Il était près de midi. Nous obtînmes la permission d’emmener avec nous une jeep, un camion et une équipe de coolies pourvus de pics et de pelles pour nous aider à préparer une piste d’envol pour l’avion. Cela signifiait que nous retournions chez les Danâkil. Nous prîmes charge et partîmes, mais, dans le village voisin, la police nous arrêta et nous dit que le gouverneur avait ordonné qu’on nous fournisse la protection de la police. Cependant, nous ne voulions pas en profiter, car nous savions que la police ne nous serait d’aucune aide contre les Danâkil s’ils décidaient de se montrer désagréables, et que notre plus sûre protection était notre amitié. Après une longue discussion, nous décidâmes qu’un policier nous accompagnerait dans notre jeep.
Quand nous arrivâmes à l’endroit de la route d’où nous devions nous diriger vers l’intérieur, nous trouvâmes huit Danâkil qui nous attendaient pour nous ramener vers l’avion. Nous avions encore près de vingt kilomètres à parcourir et, après avoir roulé pendant trois heures en faisant de nombreux détours à travers la brousse, franchissant les collines, traversant les lits des fleuves, à plusieurs reprises, il fut demandé aux coolies de rendre le chemin praticable à l’aide de leurs pics et de leurs pelles. Le sol devint si raboteux que nous dûmes abandonner le camion ; les coolies allèrent à pied, tandis que nous trois et le policier nous roulions dans la jeep. Enfin, nous arrivâmes près de l’avion.
J’étais sous l’appareil, essayant de fixer différentes choses que l’atterrissage impromptu avait desserrées lorsque Bruno et les autres compagnons décidèrent de prendre la jeep pour aller à la recherche d’un endroit bien dégagé, propre à servir de lieu d’atterrissage, ou plutôt, de piste d’envol. Je restai seul avec les Danâkil et le policier qui tremblait de peur. Je rejoignis les Danâkil et les engageai à me montrer comment on lance le javelot ; ils firent une démonstration, fiers de leur adresse à lancer le javelot à une longue distance et à frapper la cible qui se trouve au milieu. C’étaient certainement de bons tireurs.
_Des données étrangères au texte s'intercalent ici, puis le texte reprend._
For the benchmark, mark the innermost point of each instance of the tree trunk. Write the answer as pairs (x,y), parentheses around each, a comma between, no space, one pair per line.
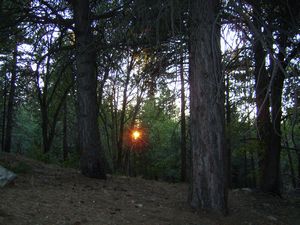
(65,132)
(10,104)
(209,180)
(263,120)
(183,124)
(4,112)
(92,161)
(228,130)
(122,164)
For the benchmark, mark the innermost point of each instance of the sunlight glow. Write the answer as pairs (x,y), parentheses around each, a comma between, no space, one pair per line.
(136,135)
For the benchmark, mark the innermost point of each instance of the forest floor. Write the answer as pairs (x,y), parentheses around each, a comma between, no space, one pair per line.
(46,194)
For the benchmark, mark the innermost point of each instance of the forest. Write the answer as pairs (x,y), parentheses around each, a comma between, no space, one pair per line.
(202,92)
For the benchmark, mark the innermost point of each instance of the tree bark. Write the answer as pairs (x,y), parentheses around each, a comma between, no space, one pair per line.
(10,104)
(92,161)
(65,132)
(183,123)
(208,186)
(4,112)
Ils s’amusèrent de mes efforts, car je ne fus pas capable de lancer le javelot près du but, sans parler de faire mouche.
Puis tout devint silencieux lorsque nous nous assîmes en petit groupe ; l’un des vieux Danâkil, fort probablement le chef, se mit à parler en dankali au policier, ce dernier connaissant un peu cette langue. Le vieil homme se mit à faire des gestes, comme s’il découpait quelque chose, cela commençait à m’impressionner car je me demandais si c’était moi qu’il désignait. Je demandai au policier de quoi il s’agissait et je fus vraiment soulagé d’apprendre qu’ils voulaient l’emmener avec eux pour lui donner une chèvre qu’ils découperaient et feraient rôtir afin que nous ayons quelque chose à manger. Je le remerciai de son aimable offre mais lui proposai d’attendre que les autres revinssent. Quelques minutes après, mes deux autres compagnons arrivaient avec la jeep, suivis bientôt par les coolies et leurs guides dankali. Bien que le soleil fût déjà couché, nous nous mîmes à la tâche. Ayant trouvé un emplacement favorable à une piste de décollage, les coolies s’étaient mis à le défricher tandis que nous tirions l’avion à l’aide de la jeep pour l’amener en cet endroit. Mais bientôt, le travail dut cesser, car il faisait trop sombre. Que faire maintenant ? Retourner à la route et revenir au matin ? Non. Afin de reprendre le travail à l’aube, nous décidâmes de rester et de dormir avec les Danâkil. Les coolies et le policier murmurèrent car ils ne se sentaient pas en sécurité ; mais nos craintes s’étaient dissipées. N’avions-nous pas fait preuve de bonté envers les Danâkil et ne nous avaient-ils pas témoigné de l’amitié ? Si, certainement.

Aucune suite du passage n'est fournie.